To determine the molal boiling point constant of the solvent, we can use the formula for boiling point elevation: \[ \Delta T_b = K_b \cdot m \] Where: - \(\Delta T_b\) = boiling point elevation (in K) - \(K_b\) = molal boiling point constant of the solvent (in °C kg/mol) - \(m\) = molality of the solution (in mol/kg) ### Step 1: Calculate the molality of the solution Molality (m) is defined as the number of moles of solute per kilogram of solvent.
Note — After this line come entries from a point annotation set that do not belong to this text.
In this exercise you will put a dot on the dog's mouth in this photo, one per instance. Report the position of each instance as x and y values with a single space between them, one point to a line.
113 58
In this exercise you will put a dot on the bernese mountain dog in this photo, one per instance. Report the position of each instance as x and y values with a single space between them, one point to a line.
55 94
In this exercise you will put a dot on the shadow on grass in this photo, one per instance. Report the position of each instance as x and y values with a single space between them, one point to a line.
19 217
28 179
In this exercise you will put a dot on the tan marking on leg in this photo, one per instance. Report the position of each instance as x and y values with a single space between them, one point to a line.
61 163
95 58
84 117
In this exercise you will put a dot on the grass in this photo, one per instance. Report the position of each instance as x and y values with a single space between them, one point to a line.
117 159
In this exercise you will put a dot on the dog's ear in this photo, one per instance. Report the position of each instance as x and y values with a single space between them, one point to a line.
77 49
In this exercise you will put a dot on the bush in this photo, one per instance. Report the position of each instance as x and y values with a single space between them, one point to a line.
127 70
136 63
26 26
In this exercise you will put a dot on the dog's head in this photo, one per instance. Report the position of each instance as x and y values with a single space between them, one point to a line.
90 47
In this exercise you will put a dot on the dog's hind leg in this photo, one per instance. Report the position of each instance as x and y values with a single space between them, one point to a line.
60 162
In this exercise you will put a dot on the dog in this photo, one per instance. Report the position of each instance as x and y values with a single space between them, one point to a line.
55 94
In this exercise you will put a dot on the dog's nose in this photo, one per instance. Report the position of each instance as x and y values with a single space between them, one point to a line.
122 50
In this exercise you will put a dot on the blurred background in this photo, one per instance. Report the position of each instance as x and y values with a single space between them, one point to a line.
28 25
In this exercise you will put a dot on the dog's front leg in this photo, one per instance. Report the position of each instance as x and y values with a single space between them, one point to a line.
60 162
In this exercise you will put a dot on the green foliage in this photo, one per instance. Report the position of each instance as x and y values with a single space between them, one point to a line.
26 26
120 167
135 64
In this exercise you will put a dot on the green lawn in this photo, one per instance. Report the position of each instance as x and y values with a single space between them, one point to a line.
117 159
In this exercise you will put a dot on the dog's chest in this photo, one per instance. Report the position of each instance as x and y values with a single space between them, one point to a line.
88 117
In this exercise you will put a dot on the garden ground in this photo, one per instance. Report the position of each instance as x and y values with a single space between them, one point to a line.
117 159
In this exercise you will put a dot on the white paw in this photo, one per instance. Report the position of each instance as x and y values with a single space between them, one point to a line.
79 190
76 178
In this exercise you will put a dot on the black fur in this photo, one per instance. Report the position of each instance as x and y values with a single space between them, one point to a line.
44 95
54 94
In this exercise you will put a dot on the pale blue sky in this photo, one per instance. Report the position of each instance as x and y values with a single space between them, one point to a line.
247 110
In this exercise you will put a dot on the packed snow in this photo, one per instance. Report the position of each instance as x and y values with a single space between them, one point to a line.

First, we need to calculate the number of moles of the solute: \[ \text{Number of moles} = \frac{\text{mass of solute}}{\text{molar mass of solute}} = \frac{0.5 \, \text{g}}{100 \, \text{g/mol}} = 0.005 \, \text{mol} \] Next, we convert the mass of the solvent from grams to kilograms: \[ \text{Mass of solvent} = 25 \, \text{g} = 0.025 \, \text{kg} \] Now we can calculate the molality: \[ m = \frac{\text{Number of moles of solute}}{\text{mass of solvent in kg}} = \frac{0.005 \, \text{mol}}{0.025 \, \text{kg}} = 0.2 \, \text{mol/kg} \] ### Step 2: Use the boiling point elevation formula We know that the boiling point elevation \(\Delta T_b\) is given as 1 K. Substituting the values into the boiling point elevation formula: \[ 1 \, \text{K} = K_b \cdot 0.2 \, \text{mol/kg} \] ### Step 3: Solve for \(K_b\) Rearranging the equation to solve for \(K_b\): \[ K_b = \frac{1 \, \text{K}}{0.2 \, \text{mol/kg}} = 5 \, \text{K kg/mol} \] ### Final Answer The molal boiling point constant of the solvent is: \[ K_b = 5 \, \text{K kg/mol} \] ---